Под зябким звездным небом за зоной отдыха расстилались до горизонта совхозные поля. Он возвращался не с пустыми руками. То надергивал сахарной свеклы, которую в вареном виде Милорд перекатывал, пятная линолеум, по всей квартире. То тыкву приносил, в оранжевой желтизне которой было нечто древнекитайское, буддистское и даже всецело потустороннее. Созерцая тыкву в свете голой лампочки, он вчуже удивлялся своему спокойствию. Потому что в этой глухоте, звенящей в ушах, ничто не предвещало возвращения Инеc. Но чем плотнее сдвигалось зеркало ее жизни, тем увереннее ему становилось, что она непременно материализует-ся.

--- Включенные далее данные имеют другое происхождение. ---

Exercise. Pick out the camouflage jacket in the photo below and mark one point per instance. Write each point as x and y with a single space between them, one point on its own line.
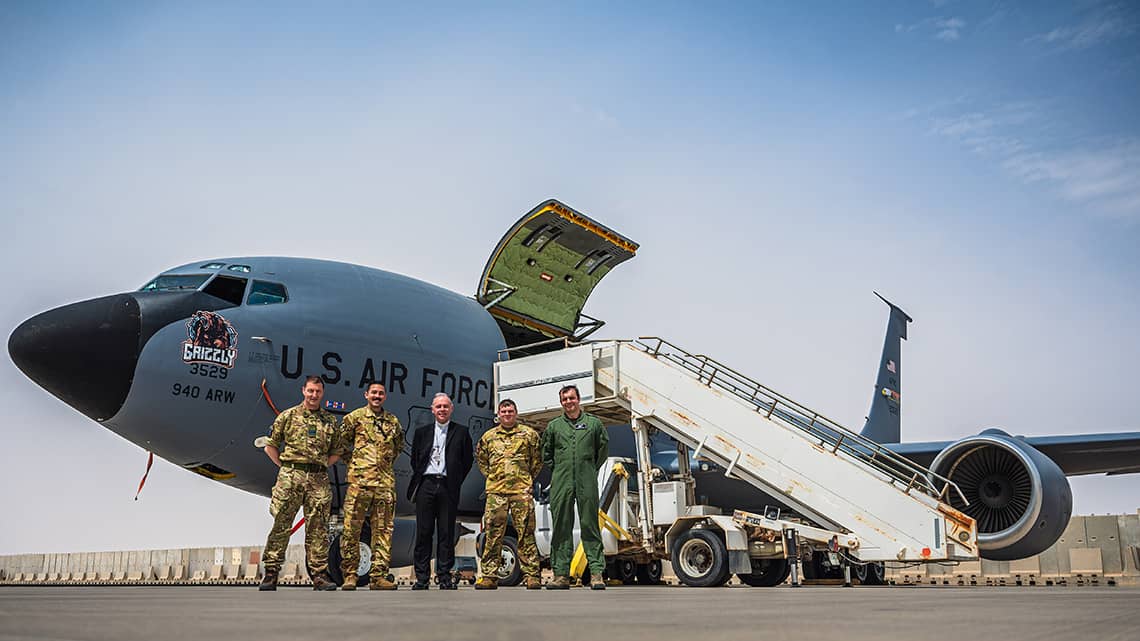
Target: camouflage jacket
375 441
309 436
509 459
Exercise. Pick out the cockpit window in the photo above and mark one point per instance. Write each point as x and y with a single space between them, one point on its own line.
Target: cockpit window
263 292
227 287
174 282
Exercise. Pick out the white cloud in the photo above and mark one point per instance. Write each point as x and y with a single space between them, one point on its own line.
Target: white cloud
947 30
1108 23
1102 176
1106 176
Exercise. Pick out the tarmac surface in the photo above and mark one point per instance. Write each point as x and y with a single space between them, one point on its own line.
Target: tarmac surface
659 613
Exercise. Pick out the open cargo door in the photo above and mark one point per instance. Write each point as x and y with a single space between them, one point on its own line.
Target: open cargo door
540 274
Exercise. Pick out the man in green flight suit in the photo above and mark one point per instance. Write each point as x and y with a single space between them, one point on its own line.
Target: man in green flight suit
311 444
575 445
376 439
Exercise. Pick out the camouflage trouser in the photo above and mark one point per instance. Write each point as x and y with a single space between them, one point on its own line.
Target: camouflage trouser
359 504
522 514
295 488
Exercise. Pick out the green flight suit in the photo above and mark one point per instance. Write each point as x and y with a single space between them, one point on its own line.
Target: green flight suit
573 449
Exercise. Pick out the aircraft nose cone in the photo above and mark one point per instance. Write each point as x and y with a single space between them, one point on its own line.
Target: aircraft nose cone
83 354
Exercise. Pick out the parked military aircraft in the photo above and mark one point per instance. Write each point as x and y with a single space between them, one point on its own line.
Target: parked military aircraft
194 365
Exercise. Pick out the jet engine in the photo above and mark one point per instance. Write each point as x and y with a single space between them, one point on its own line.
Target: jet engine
1019 497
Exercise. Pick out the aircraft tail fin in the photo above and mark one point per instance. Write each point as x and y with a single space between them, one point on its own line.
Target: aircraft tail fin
884 420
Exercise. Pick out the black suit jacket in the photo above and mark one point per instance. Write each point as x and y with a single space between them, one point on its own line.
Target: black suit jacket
457 456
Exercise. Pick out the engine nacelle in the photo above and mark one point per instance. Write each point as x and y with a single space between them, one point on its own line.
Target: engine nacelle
1019 497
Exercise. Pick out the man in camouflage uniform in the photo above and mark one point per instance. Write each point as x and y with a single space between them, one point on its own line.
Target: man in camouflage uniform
311 445
376 439
509 457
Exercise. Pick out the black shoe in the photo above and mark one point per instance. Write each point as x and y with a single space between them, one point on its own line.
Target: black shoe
323 582
269 582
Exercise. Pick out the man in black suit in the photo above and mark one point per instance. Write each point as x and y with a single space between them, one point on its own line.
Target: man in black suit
441 456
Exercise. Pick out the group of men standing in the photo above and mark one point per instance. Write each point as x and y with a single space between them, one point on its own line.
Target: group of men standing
304 440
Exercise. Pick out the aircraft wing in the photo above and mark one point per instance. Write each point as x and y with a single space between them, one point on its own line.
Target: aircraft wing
1075 454
540 274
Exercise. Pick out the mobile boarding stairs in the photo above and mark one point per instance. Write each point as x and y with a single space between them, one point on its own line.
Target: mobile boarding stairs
862 498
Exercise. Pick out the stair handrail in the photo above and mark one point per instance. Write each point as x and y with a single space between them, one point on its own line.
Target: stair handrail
710 372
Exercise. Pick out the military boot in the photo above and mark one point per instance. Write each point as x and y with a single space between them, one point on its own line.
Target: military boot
269 582
382 583
323 582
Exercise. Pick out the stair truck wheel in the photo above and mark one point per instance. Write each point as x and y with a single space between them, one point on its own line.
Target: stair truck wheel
624 570
766 573
870 574
700 558
334 561
649 574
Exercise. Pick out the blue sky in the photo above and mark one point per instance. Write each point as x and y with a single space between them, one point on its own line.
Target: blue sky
978 163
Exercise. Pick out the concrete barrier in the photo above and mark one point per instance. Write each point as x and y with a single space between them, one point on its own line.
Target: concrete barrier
1093 550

И даже от этого опережающего знания ему становилось тошно, как от перекура: будто это не кремлевские хозяева держали натянутую паутину того, что громоздко именуется в газетах "международным коммунистическим движением" - нет, то было бы элементарно. Главный паук был именно он - Александр. Угнездившийся в эпицентре в ожидании неминуемой жертвы. Потому что за парой огромных глаз и на-все-наплевательским видом таилось самое неуверенное в этом мире существо.
Он не удивился, но непроизвольно замер на вдохе, когда в поле зрения стала влезать бумажка.
Однажды утром. В щель входной двери.
Он поймал ее в полете.
Это был вызов. Не в военкомат, не в КГБ - на Центральный телеграф СССР. В двенадцать ночи. Для переговора с тем, что рука служащей обозначила, как Фобос - но, возможно, он уже поехал?
Он вышел на свет.
Именно Фобос. Спутник чего-то очень-очень дальнего, как помнится из астрономии...
Планеты Ужас?
Воротник пиджачка был поднят. Он опускал глаза, когда они проходили, но в третий раз не выдержал и улыбнулся.